"Only a connection through an account": How Sri Lanka Police's defence of eTraffic app underscores significant concerns

After a comprehensive critique of the eTraffic app was widely disseminated over the past two days, several journalists called me after an official press conference today held at the Government Information Department in which concerns raised by me had been put to the Police.

Newswire is the first to publish an article on the responses provided: Police assure data security with ‘eTraffic’ app launch. Soon after reading it, I flippantly noted on Twitter "Tell me you don't understand anything about cybersecurity, privacy or Personal Data Protection Act without telling me you don't understand anything about cybersecurity, privacy or PDPA."

More seriously, the responses by Police Media Spokesman SSP Buddhika Manatunga as noted in the Newswire article deserve their own critique, given how perfectly they illustrate, and amplify concerns highlighted in my critique of the eTraffic app.

The Newswire article notes that,

SSP Manatunga stressed that no private data will be entered into the app’s system. “There is only a connection through an account."

Incredibly, the Police Spokesperson justifies the atrocious privacy protections of the eTraffic app without realising that an account created on the it does, in fact, constitute the sharing of personal information. The SSP's assertion is also particularly troubling given the app's APK (i.e. code level) permissions documented in my technical analysis, and potential for their abuse or surreptitious use for purposes other than what's publicly noted. The app explicitly requests access to location data (including background tracking), camera functionality, and external storage - all of which involve processing private data, by definition. SSP Manatunga's statement suggests either a concerning lack of understanding about what constitutes personal data or, more worryingly, deliberate minimisation of privacy concerns.

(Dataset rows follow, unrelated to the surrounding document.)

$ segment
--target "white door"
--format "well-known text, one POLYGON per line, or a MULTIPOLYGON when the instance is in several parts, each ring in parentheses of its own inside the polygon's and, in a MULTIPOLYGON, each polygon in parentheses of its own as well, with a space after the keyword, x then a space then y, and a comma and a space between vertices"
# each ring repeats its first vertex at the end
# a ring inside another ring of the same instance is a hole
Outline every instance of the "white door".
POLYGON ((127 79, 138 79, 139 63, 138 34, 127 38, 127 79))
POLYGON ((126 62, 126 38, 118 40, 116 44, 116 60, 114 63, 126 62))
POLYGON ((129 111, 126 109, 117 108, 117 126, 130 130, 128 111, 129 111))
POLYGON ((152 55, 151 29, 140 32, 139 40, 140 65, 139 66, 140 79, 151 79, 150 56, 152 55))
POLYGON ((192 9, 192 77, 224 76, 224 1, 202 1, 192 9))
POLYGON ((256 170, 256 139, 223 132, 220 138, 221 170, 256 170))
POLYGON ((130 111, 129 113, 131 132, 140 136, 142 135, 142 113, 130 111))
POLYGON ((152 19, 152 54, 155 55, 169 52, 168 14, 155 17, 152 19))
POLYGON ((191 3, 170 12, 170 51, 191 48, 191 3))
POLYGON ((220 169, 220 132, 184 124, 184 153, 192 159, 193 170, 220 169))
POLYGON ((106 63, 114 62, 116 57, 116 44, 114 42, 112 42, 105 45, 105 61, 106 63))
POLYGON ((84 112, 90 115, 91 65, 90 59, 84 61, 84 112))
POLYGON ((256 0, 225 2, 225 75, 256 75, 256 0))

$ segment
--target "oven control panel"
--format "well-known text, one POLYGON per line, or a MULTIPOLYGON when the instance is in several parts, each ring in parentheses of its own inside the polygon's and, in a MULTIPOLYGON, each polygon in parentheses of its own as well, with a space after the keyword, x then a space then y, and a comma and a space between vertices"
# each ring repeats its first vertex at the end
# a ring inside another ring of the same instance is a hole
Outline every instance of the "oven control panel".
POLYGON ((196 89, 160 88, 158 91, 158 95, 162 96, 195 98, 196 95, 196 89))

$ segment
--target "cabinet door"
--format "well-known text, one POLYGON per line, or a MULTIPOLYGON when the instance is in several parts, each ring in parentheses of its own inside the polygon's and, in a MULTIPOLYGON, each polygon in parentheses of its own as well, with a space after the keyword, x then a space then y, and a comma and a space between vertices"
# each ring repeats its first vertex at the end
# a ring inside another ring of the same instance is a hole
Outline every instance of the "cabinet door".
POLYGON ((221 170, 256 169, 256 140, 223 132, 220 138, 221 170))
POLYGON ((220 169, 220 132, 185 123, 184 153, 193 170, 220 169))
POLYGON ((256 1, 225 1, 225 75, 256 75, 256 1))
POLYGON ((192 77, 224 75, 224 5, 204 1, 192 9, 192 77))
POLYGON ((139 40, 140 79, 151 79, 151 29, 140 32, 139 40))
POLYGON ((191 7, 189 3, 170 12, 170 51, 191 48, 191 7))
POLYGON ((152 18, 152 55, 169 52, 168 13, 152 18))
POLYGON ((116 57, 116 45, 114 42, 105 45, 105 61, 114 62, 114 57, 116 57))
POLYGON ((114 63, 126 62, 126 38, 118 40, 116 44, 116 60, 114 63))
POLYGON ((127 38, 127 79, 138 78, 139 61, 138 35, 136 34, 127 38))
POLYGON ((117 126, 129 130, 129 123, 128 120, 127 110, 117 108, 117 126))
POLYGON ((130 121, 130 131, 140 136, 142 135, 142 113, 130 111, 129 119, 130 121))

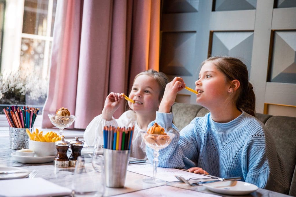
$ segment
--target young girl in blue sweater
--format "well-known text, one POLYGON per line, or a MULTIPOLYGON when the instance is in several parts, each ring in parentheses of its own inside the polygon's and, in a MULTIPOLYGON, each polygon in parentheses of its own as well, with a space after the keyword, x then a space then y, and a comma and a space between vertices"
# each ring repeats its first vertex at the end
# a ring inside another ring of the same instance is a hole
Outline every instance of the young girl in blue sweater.
MULTIPOLYGON (((170 112, 185 84, 176 77, 167 85, 155 122, 176 136, 160 151, 158 166, 220 177, 239 176, 260 188, 286 192, 286 171, 272 137, 254 117, 255 95, 245 65, 236 58, 220 57, 209 58, 202 66, 195 82, 196 102, 210 113, 179 132, 170 112)), ((146 146, 146 151, 152 161, 153 150, 146 146)))

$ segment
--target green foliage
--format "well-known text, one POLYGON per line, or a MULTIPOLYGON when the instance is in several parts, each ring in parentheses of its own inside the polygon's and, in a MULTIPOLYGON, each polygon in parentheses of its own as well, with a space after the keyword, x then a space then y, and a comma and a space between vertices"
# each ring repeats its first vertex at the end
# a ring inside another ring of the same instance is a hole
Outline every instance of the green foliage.
POLYGON ((29 73, 18 70, 0 74, 0 104, 25 105, 26 94, 33 100, 46 97, 47 80, 38 78, 36 73, 29 73))

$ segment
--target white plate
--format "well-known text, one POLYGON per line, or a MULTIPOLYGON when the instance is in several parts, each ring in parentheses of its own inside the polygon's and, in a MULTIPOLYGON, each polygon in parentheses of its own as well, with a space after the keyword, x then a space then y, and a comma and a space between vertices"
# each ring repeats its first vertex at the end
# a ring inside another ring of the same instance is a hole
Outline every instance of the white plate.
POLYGON ((20 163, 28 164, 38 164, 50 162, 54 160, 56 155, 46 157, 25 157, 15 155, 15 152, 11 153, 11 157, 20 163))
POLYGON ((30 172, 25 169, 15 167, 0 167, 0 171, 13 171, 14 172, 17 171, 27 172, 23 173, 11 173, 10 174, 0 174, 0 180, 2 179, 11 179, 18 178, 25 178, 28 176, 30 172))
POLYGON ((247 194, 258 188, 258 187, 253 184, 237 180, 215 182, 203 185, 212 191, 231 195, 247 194))

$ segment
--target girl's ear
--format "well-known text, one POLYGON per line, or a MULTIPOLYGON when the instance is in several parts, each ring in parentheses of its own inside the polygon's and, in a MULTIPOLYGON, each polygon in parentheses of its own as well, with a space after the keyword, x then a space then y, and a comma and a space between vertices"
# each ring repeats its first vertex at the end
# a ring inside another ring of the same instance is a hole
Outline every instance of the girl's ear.
POLYGON ((230 87, 228 89, 228 92, 232 93, 232 92, 236 91, 240 86, 239 81, 237 79, 234 79, 231 81, 230 87))
POLYGON ((240 83, 239 83, 239 81, 237 79, 234 79, 231 81, 230 85, 228 88, 228 92, 229 93, 233 93, 239 87, 239 86, 240 86, 240 83))

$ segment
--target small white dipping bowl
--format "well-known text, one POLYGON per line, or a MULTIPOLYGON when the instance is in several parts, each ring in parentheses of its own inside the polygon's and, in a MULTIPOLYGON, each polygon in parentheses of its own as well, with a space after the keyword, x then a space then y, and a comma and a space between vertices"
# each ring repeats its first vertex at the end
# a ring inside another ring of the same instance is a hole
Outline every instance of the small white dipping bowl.
POLYGON ((30 149, 21 149, 15 152, 15 155, 24 157, 34 157, 35 152, 30 149))
POLYGON ((29 148, 35 152, 37 157, 47 157, 56 155, 57 152, 55 142, 46 142, 29 141, 29 148))

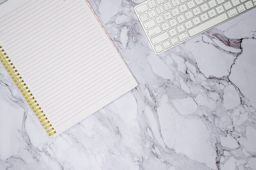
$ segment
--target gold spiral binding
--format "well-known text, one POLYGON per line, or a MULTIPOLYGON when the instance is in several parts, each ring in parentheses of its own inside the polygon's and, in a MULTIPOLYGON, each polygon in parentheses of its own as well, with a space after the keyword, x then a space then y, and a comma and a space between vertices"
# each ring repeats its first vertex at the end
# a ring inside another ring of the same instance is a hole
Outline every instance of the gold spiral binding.
POLYGON ((18 70, 16 69, 15 67, 13 65, 13 64, 9 59, 9 57, 4 52, 4 50, 0 46, 0 61, 5 67, 8 72, 10 73, 9 74, 11 76, 11 78, 16 83, 16 85, 18 87, 18 89, 20 89, 20 92, 22 93, 23 96, 25 96, 25 99, 29 103, 29 106, 31 107, 34 113, 36 113, 36 116, 40 121, 40 123, 44 127, 45 129, 47 131, 46 132, 48 135, 51 136, 56 133, 56 131, 54 131, 54 129, 52 127, 50 121, 48 120, 48 118, 45 117, 45 114, 43 113, 42 108, 39 107, 39 105, 37 103, 37 101, 33 96, 33 94, 31 93, 30 90, 29 90, 29 87, 24 83, 24 81, 22 79, 22 77, 20 76, 18 70))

Hanlon's Razor springs to mind.

The SSP's attempt to separate the compromise of social media accounts from website security demonstrates a fundamental misunderstanding of organisational cybersecurity. The successful breach of multiple social media accounts indicates serious shortfalls, and vulnerabilities in the Police's cyber-security practices, access controls, awareness, and authentication protocols. Claiming that "the [Police] website was neither hacked nor compromised" as a defence misses the central point entirely - that the social media breaches alone reveal significant institutional weaknesses in cybersecurity governance, which the Police then want the public to ignore when installing, and using the eTraffic app (leave aside how to date the app can only be installed by side loading it - which is anathema to good cybersecurity).

SSP Manatunga's statement that "there is only a connection through an account" reveals a dangerous, gross over-simplification of data security (or again, just sheer ignorance). As I highlighted in my previous article, the app integrates with Firebase, and Google services, involves cross-border data transfers, and implements custom permission systems on installed Android devices. These features create complex data flows that require robust security measures, and the very careful consideration of privacy implications - leave aside compliance with relevant sections of the Personal Data Protection Act (PDPA).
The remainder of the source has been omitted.